The disintegration of Rahul Gandhi’s team

If Rahul has to do well in the 2024 polls, now is the time for him to change his strategy and choose the right man for the right job.

Kalyani Shankar

Kalyani Shankar

The Statesman


Congress leader Rahul Gandhi (Twitter photo/ INC India)

January 31, 2022

NEW DELHI – Did former Congress President Rahul Gandhi nurture leaders who were weathercocks in his coterie? Going by the number of desertions of young Congress leaders from Team Rahul, it is clear that he did not judge them properly. He was not alone in this regard as his father Rajiv Gandhi also felt helpless when members of his team left him one by one. They included Arun Nehru and Arun Singh, among others.

Almost all members of Rahul’s inner circle belong to influential political dynasties. They were the showpieces of Rahul’s gen-next leaders. They were expected to become the pulse of the new Congress once the old guard faded away. After enjoying power as members of his coterie, most of his handpicked team have deserted him, finding places in parties like the BJP, the Samajwadi Party, NCP and TMC. Former minister RPN Singh is the latest to join BJP.

The party (Gandhi family) was surprised as RPN was one of the 30 listed in the current Assembly polls. Singh, son of the late former minister CPN Singh, was Rahul’s trusted colleague.
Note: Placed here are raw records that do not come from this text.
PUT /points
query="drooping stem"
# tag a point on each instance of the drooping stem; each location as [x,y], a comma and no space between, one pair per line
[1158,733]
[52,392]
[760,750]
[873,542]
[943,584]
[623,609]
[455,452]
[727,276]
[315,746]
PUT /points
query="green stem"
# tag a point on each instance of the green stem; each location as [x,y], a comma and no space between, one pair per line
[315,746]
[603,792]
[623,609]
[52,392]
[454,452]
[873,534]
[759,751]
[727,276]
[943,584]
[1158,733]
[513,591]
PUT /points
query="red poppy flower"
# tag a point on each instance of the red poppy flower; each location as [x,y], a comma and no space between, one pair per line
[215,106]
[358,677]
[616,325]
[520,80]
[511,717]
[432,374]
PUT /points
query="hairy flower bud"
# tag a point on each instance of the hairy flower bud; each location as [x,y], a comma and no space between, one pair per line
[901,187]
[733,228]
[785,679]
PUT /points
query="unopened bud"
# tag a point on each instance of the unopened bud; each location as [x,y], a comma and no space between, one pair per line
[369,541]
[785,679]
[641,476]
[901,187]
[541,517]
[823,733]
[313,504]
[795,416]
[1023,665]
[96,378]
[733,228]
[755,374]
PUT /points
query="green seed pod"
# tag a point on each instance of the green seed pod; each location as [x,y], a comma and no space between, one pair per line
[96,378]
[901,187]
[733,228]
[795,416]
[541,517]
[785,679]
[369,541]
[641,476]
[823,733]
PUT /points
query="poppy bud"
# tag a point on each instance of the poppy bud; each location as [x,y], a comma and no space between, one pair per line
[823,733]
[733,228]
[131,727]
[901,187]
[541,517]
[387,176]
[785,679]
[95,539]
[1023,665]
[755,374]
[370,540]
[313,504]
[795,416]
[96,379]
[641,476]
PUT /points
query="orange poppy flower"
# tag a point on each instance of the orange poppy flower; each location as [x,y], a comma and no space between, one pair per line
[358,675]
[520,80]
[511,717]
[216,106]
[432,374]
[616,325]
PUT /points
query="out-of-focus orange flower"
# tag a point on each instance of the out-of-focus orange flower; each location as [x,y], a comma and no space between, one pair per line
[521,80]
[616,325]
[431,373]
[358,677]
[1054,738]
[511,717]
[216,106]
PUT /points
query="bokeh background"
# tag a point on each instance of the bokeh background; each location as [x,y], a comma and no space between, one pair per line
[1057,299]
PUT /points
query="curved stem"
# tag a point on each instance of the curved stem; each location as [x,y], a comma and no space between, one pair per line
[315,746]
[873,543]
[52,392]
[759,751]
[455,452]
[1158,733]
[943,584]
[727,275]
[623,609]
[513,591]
Conveniently for the defectors, the BJP believes in importing wellknown second-rung leaders from other parties.

For instance, Himanta Biswa Sarma, Jyotiraditya Scindia, Jitin Prasada and now RPN Singh – all from Congress – found a place in the BJP. Rahul had promoted members of his coterie by making them ministers in the Manmohan Singh government from 2019 to 2014 and later gave them positions in the party. Secondly, by welcoming “aanewale ko Ram Ram” the BJP also jolted Congress. Absorbing the defectors, the BJP weakened the Grand Old Party and embarrassed the Gandhis. Leaving a sinking ship is not new in politics.

The restlessness of the Rahul coterie increased after the BJP retained power in 2019, while the Congress barely managed to cross the 50 seat mark. Worried about their future, they began to explore other options. They got attractive offers from the BJP. Some were even members of the Congress Working Committee, which takes years to achieve.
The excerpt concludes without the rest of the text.